Getting started¶
Evaluate feasibility¶
Before starting writing a new fetcher, please check that is does not already exist by looking at the providers page on DBnomics or the dbnomics-fetchers GitLab group.
Verify also that the legal terms of use of the provider don’t forbid data redistribution. In case of doubt, try asking on the forum.
Then look at the source data and try to answer key questions:
Is data distributed with an HTTP API, static files, etc.? What are the URLs?
What are the formats? (CSV, XML, JSON, XLSX, custom, etc.)
Does the source data fit the multi-dimensional datasets
How to get the list of datasets? By an HTTP API call, or by scraping the website? Or using a hard-coded list?
Is there a category tree to organize datasets?
How do we know when datasets are updated? Is a calendar of updates available? Or do each dataset define a custom attribute, for example “updated_at”?
How to get data and metadata for each dataset?
If everything seems OK, start a new fetcher by following the next sections.
Requirements¶
This documentation makes use of uv, a popular Python project manager that makes the developer life easier (compared to the standard pip tool).
Please install it beforehand to follow the instructions, or just use the pip and adapt the commands.
Initialize a new project¶
All the fetchers are more or less based on the same boilerplate code. To avoid laborious initial copy-paste operations, DBnomics provides a fetcher template to create a new Python project and customize it by answering some questions.
For the sake of the example we will call this one “ABC fetcher” for an hypothetical institution named ABC, and name the directory of the source code of that fetcher accordingly to the provider code as abc-fetcher.
Here are some real examples: oecd-fetcher for OECD, insee-fetcher for INSEE, etc.
First, create a working directory or if you already have one, go to it:
mkdir dbnomics-fetchers
cd dbnomics-fetchers
Run fetcher template with the copier tool and answer the questions:
$ uvx copier copy https://git.nomics.world/dbnomics/dbnomics-fetcher-template.git abc-fetcher
No git tags found in template; using HEAD as ref
🎤 What is the name of the provider? (e.g. "World Bank")

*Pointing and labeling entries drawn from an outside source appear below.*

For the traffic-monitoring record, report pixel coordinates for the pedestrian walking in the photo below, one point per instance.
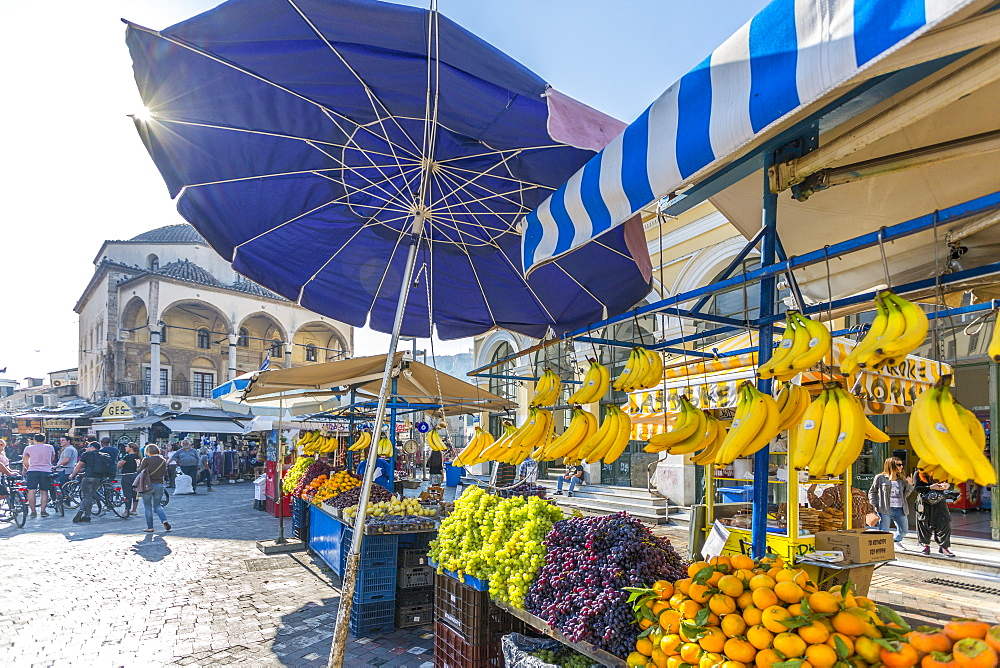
(888, 494)
(128, 467)
(96, 466)
(188, 460)
(68, 457)
(152, 500)
(36, 462)
(933, 514)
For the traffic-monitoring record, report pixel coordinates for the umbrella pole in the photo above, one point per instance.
(350, 578)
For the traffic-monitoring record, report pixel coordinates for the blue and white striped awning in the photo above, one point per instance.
(791, 55)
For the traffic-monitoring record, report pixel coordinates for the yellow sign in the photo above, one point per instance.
(117, 409)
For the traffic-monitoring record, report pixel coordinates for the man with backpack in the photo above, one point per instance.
(96, 467)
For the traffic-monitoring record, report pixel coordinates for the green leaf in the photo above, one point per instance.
(843, 651)
(885, 612)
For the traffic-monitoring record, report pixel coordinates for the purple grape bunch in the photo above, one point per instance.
(588, 561)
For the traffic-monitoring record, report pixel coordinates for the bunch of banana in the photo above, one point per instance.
(547, 389)
(482, 440)
(755, 424)
(595, 384)
(832, 433)
(897, 330)
(946, 435)
(434, 441)
(581, 427)
(363, 441)
(804, 343)
(610, 441)
(643, 370)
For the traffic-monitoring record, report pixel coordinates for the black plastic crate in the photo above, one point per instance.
(415, 596)
(408, 557)
(369, 619)
(417, 576)
(471, 614)
(414, 615)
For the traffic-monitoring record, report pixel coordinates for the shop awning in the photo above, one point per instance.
(202, 426)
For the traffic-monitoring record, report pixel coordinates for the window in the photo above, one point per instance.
(203, 384)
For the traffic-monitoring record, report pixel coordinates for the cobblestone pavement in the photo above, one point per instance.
(107, 594)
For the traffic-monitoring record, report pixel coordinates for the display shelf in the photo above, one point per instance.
(599, 655)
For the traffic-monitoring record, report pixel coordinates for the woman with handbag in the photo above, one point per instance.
(933, 515)
(149, 484)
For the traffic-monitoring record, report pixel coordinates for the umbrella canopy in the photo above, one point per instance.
(306, 140)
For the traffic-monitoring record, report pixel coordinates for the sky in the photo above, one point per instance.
(75, 173)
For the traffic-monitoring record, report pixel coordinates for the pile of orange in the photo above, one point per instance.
(734, 612)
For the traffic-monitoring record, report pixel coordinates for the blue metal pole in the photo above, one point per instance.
(758, 524)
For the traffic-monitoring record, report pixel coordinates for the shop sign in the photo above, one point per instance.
(117, 409)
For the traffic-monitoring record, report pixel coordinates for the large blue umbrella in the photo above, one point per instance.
(374, 163)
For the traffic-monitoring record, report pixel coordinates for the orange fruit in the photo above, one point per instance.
(789, 592)
(759, 636)
(753, 615)
(670, 620)
(691, 652)
(773, 617)
(764, 598)
(761, 582)
(823, 602)
(730, 585)
(733, 625)
(789, 644)
(721, 604)
(821, 656)
(740, 650)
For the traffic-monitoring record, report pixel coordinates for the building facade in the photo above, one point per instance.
(165, 319)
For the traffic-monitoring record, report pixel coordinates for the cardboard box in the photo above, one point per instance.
(859, 547)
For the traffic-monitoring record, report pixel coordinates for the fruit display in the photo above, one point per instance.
(595, 384)
(948, 439)
(470, 455)
(735, 612)
(497, 540)
(294, 474)
(643, 370)
(352, 496)
(588, 563)
(363, 441)
(804, 343)
(337, 483)
(898, 329)
(547, 389)
(316, 442)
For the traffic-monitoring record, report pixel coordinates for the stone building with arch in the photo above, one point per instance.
(164, 318)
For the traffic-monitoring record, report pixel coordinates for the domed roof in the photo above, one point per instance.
(171, 234)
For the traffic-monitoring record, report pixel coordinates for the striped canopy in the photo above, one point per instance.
(793, 55)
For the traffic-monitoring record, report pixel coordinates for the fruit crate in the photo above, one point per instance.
(409, 558)
(415, 596)
(417, 576)
(371, 619)
(414, 615)
(375, 584)
(376, 551)
(452, 651)
(471, 614)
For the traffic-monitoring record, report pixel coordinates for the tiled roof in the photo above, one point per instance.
(186, 270)
(171, 234)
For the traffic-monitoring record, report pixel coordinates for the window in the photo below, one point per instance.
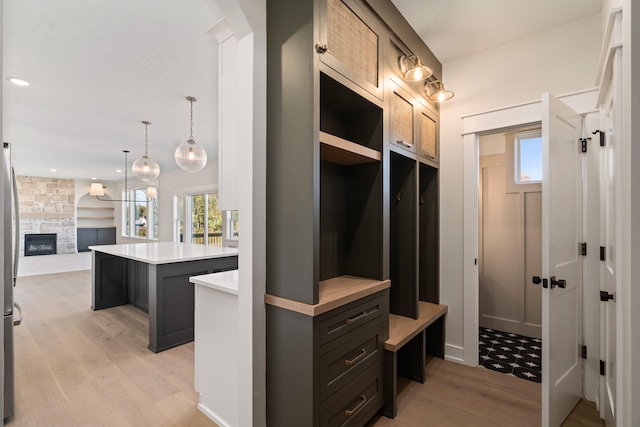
(528, 158)
(203, 221)
(139, 214)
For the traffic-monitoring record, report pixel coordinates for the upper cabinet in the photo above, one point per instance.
(350, 43)
(428, 148)
(402, 120)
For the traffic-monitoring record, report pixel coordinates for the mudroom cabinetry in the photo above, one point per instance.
(351, 175)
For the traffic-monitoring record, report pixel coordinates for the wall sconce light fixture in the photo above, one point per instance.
(436, 91)
(412, 69)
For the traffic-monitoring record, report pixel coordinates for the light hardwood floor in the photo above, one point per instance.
(77, 367)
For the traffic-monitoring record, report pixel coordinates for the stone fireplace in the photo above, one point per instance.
(40, 244)
(47, 206)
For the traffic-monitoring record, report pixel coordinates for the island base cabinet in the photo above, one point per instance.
(216, 354)
(344, 347)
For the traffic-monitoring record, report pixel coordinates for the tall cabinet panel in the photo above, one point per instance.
(345, 158)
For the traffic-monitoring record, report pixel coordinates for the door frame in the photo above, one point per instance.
(474, 126)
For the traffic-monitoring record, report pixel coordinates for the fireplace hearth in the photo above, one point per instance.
(40, 244)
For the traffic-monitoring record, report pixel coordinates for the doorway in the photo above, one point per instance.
(510, 252)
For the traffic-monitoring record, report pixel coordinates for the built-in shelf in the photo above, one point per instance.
(95, 217)
(334, 293)
(337, 150)
(402, 329)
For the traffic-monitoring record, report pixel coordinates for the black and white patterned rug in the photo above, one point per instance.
(511, 354)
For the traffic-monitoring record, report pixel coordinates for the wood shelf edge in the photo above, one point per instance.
(402, 329)
(342, 151)
(334, 293)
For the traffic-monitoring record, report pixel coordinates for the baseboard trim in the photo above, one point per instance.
(212, 416)
(454, 353)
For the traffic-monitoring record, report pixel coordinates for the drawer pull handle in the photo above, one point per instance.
(356, 318)
(356, 359)
(350, 412)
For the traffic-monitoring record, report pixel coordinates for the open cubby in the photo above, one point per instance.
(350, 220)
(347, 115)
(402, 239)
(428, 243)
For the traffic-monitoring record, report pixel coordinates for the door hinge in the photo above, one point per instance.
(602, 141)
(321, 48)
(583, 141)
(606, 296)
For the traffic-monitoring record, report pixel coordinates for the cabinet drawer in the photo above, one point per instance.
(350, 318)
(350, 357)
(358, 402)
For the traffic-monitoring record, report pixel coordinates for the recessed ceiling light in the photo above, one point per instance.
(18, 82)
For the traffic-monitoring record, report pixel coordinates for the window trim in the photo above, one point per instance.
(518, 137)
(129, 217)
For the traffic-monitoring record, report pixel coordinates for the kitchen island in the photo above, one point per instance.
(154, 277)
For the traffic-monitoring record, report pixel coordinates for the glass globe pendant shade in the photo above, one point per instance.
(145, 169)
(190, 156)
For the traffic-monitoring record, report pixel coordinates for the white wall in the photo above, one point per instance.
(559, 61)
(630, 146)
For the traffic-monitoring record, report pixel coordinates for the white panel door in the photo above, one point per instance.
(561, 260)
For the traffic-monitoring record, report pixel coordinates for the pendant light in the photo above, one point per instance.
(97, 189)
(190, 156)
(144, 168)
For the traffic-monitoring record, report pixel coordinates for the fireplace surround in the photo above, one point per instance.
(40, 244)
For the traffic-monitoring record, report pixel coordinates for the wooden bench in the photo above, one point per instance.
(410, 334)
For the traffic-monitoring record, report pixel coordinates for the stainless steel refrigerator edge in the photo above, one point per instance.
(9, 256)
(2, 197)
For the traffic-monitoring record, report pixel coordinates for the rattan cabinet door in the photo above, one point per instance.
(428, 146)
(402, 117)
(350, 43)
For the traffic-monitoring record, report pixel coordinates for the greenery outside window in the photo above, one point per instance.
(528, 158)
(203, 221)
(139, 215)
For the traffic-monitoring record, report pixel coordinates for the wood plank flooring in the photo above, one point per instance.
(455, 395)
(77, 367)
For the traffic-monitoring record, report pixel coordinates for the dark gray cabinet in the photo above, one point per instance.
(326, 370)
(95, 236)
(352, 189)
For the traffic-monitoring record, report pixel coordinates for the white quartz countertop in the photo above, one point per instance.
(165, 252)
(224, 281)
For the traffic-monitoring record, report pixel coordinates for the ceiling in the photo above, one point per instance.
(97, 68)
(454, 29)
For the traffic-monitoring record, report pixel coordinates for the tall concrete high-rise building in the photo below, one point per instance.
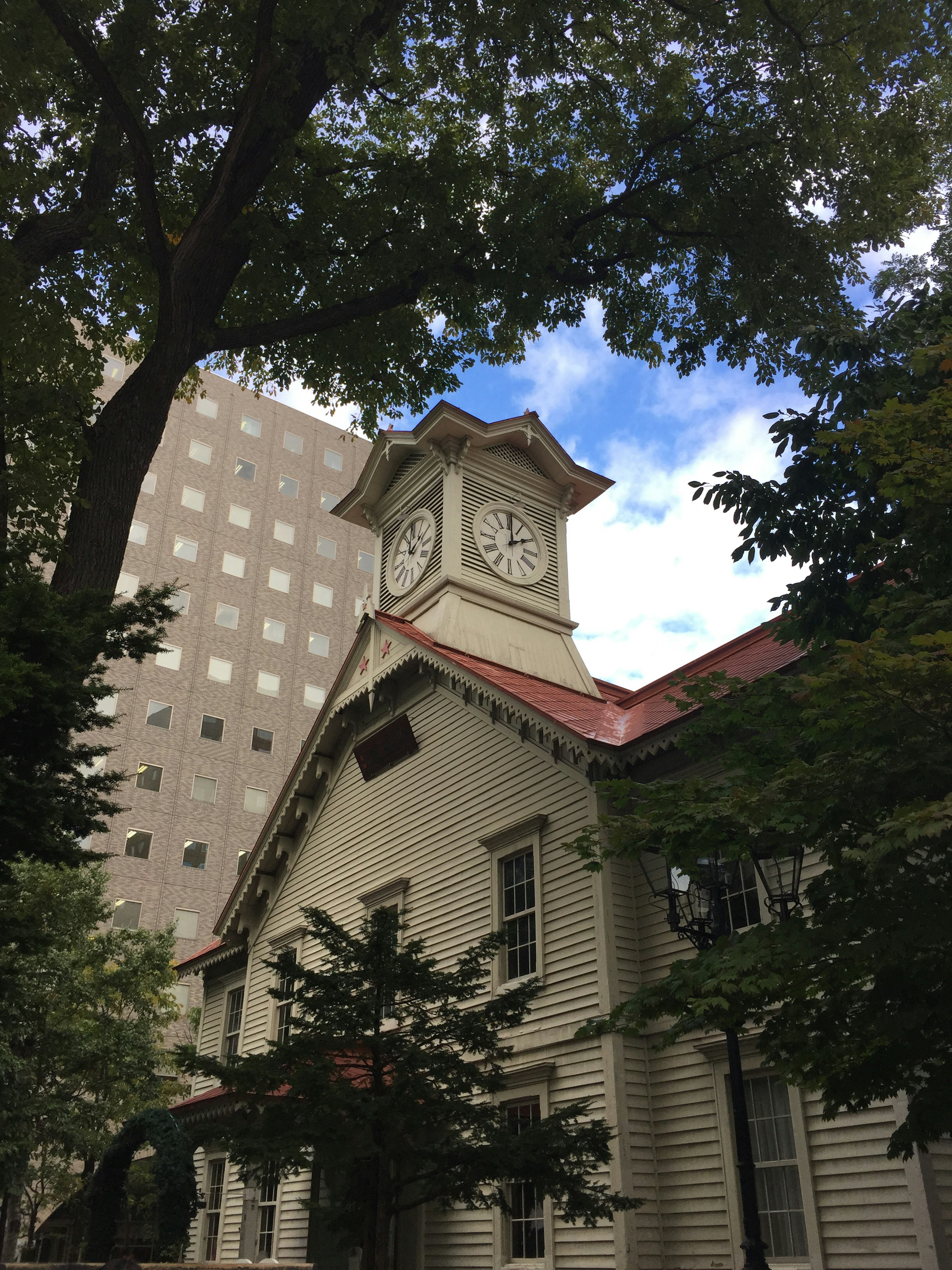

Authority for Banking and Credit
🎤 What is the code of the provider? (e.g. "WB" for World Bank)
ABC
🎤 What is the slug of the provider? (e.g. "wb" for World Bank)
abc
🎤 What is the URL of the provider? (e.g. "https://www.worldbank.org/" for World Bank)
https://abc-provider.com
🎤 What is the maximum line length for Python source code?
120
🎤 What is the Python version used?
3.13
🎤 What is the tag of the Python container image?
3.13-slim-bookworm
Copying from template version 0.0.0.post179.dev0+5e22b6f
create .copier-answers.yml
create tests
create tests/test_placeholder.py
create tests/__init__.py
create src
create src/abc_fetcher
create src/abc_fetcher/source_data_repo.py
create src/abc_fetcher/py.typed
create src/abc_fetcher/downloader.py
create src/abc_fetcher/converter.py
create src/abc_fetcher/constants.py
create src/abc_fetcher/__init__.py
create pyproject.toml
create download.py
create convert.py
create README.md
create LICENSE
create Dockerfile
create .vscode
create .vscode/settings.json
create .vscode/extensions.json
create .python-version
create .pre-commit-config.yaml
create .gitlab-ci.yml
create .gitignore
create .editorconfig
create .dockerignore
Note: the provider slug is a lower-case version of the provider code that is compatible with an URL and a directory name.
For example: if the provider code is INSEE, then the slug is insee, so that we name the directory of the source code of the fetcher insee-fetcher.
Install the dependencies:
cd abc-fetcher
uv sync
Create a first commit with git:
git init
git add -A
git commit -m "Add initial files"
The next step is to implement data download then data conversion.